At Union, Stern said, “that intersection has always been here. You can go from taking intro to art history to exploring engineering in one morning. It was here that I discovered that intersection for me. It was the intersection of technology and journalism that set me on a path to well, technology journalism and eventually to the Wall Street Journal.”
Later, students hosted a Zoom conversation with Stern to learn more about her career and her time at Union.

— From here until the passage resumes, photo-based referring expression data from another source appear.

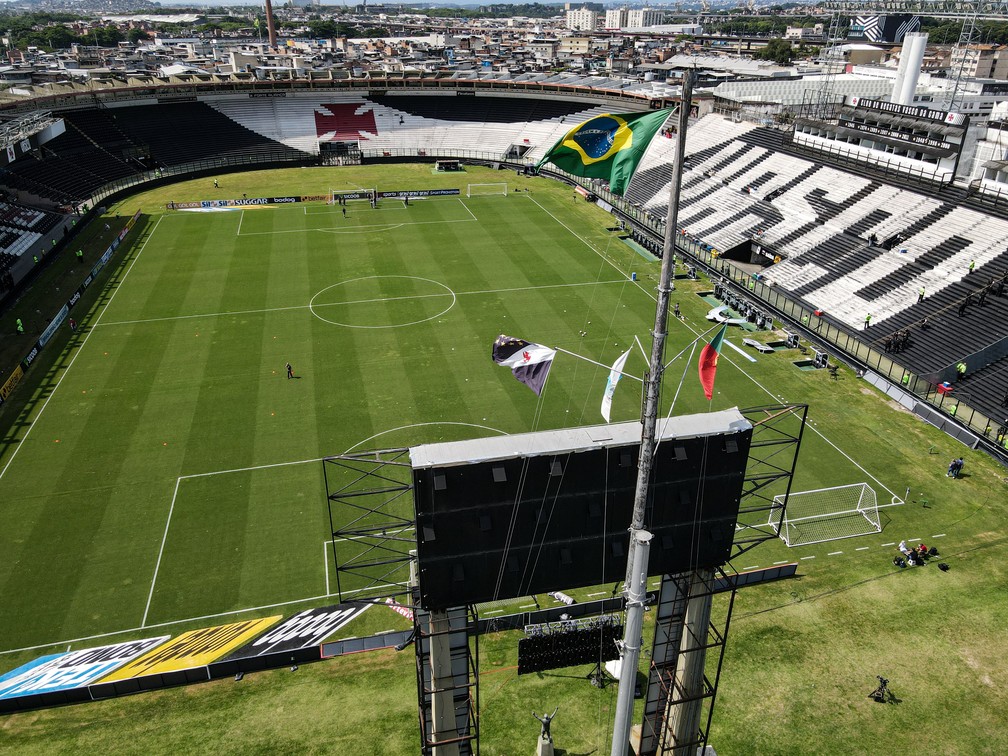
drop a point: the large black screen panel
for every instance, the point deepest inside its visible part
(539, 512)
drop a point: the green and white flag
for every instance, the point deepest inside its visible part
(614, 377)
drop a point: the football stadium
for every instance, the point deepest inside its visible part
(272, 478)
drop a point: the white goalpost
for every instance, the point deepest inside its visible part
(484, 190)
(826, 514)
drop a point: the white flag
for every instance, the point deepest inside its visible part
(614, 377)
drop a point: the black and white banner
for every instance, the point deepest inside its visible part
(305, 629)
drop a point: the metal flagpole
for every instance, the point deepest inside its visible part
(652, 388)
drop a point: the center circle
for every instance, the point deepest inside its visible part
(381, 301)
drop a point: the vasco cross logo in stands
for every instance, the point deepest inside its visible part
(343, 122)
(599, 138)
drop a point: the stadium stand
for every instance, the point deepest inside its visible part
(405, 125)
(179, 133)
(849, 244)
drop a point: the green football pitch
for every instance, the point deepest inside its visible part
(174, 472)
(165, 473)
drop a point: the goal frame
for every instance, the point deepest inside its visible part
(798, 528)
(499, 184)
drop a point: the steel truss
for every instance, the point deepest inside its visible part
(371, 518)
(448, 678)
(773, 456)
(673, 642)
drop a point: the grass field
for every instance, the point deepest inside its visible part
(164, 472)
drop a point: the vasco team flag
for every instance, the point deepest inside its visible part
(614, 377)
(528, 362)
(709, 362)
(607, 146)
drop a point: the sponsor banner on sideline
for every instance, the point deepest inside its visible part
(193, 649)
(243, 203)
(65, 671)
(55, 323)
(419, 193)
(11, 382)
(305, 629)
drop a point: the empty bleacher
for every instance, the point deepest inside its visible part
(180, 133)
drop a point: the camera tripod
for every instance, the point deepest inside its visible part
(881, 694)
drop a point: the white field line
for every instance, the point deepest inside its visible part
(740, 351)
(358, 301)
(160, 552)
(325, 561)
(80, 349)
(191, 619)
(733, 363)
(247, 470)
(467, 209)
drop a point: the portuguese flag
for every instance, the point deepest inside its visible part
(607, 146)
(709, 363)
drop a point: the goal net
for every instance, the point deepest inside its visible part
(826, 514)
(482, 190)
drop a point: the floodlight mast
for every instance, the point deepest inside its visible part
(652, 390)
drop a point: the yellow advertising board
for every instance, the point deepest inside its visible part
(193, 649)
(14, 379)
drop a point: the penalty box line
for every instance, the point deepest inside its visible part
(171, 509)
(80, 349)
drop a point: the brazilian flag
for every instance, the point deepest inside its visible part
(607, 146)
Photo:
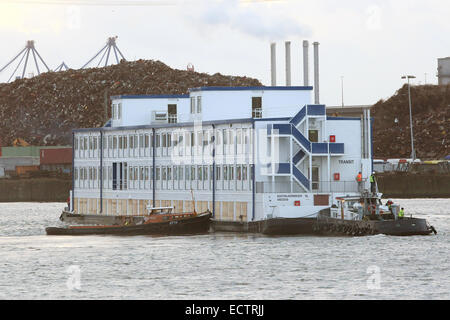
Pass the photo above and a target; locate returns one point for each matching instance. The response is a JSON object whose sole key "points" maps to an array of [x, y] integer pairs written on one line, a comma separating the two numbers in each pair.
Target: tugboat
{"points": [[366, 215], [160, 221]]}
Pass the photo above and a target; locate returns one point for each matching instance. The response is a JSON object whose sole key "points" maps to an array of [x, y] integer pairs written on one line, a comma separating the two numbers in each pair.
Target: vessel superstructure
{"points": [[249, 155]]}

Also at Founders Day, Rachel (Lalji) Deochand ’11, a Latin teacher at the Bronx School of Law and Finance, received the Gideon Hawley Teacher Recognition Award. Named for the 1809 graduate of Union who was New York State’s first superintendent of public education, the award is presented to a secondary school teacher in recognition of continuing influence on the academic life of a Union student.
Her former student, Juan Valdez ’24, an economics major, nominated Deochand. Valdez said his teacher, after helping him through the application process at Union, has continued to guide him.
“She went from being my teacher to also being my mentor,” he said.
Deochand, a double major in classics and political science at Union, said she was drawn to teaching by the connections she made with her professors.
“They knew me right away by my first name, they answered my emails immediately, and they were always available,” she said. “It’s so important to have that connection with students as individual learners.”
The celebration also featured a montage of testimonials about the power of Union from alumni and parents.
Others offering remarks Thursday included Kathleen LoGiudice, College marshal and professor of biology; Mary Carroll ’86, the Dwane W. Crichton Professor of Chemistry and chair of the Faculty Executive Committee; Strom Thacker, the Stephen J. and Diane K. Ciesinski Dean of Faculty and Vice President for Academic Affairs; and Matt Toy ’21, Student Forum president.
The 30-minute ceremony opened with a performance of “True Colors,” by the Union College Choir and closed with “Ode to Old Union,” by the Women’s Choir in recognition of the 50th anniversary of coeducation at the College.
Founded in 1795, Union was the first college chartered by the Board of Regents of the State of New York.
Photo below: A special garnet lighting of the Nott Memorial ended Founders Day on a festive note.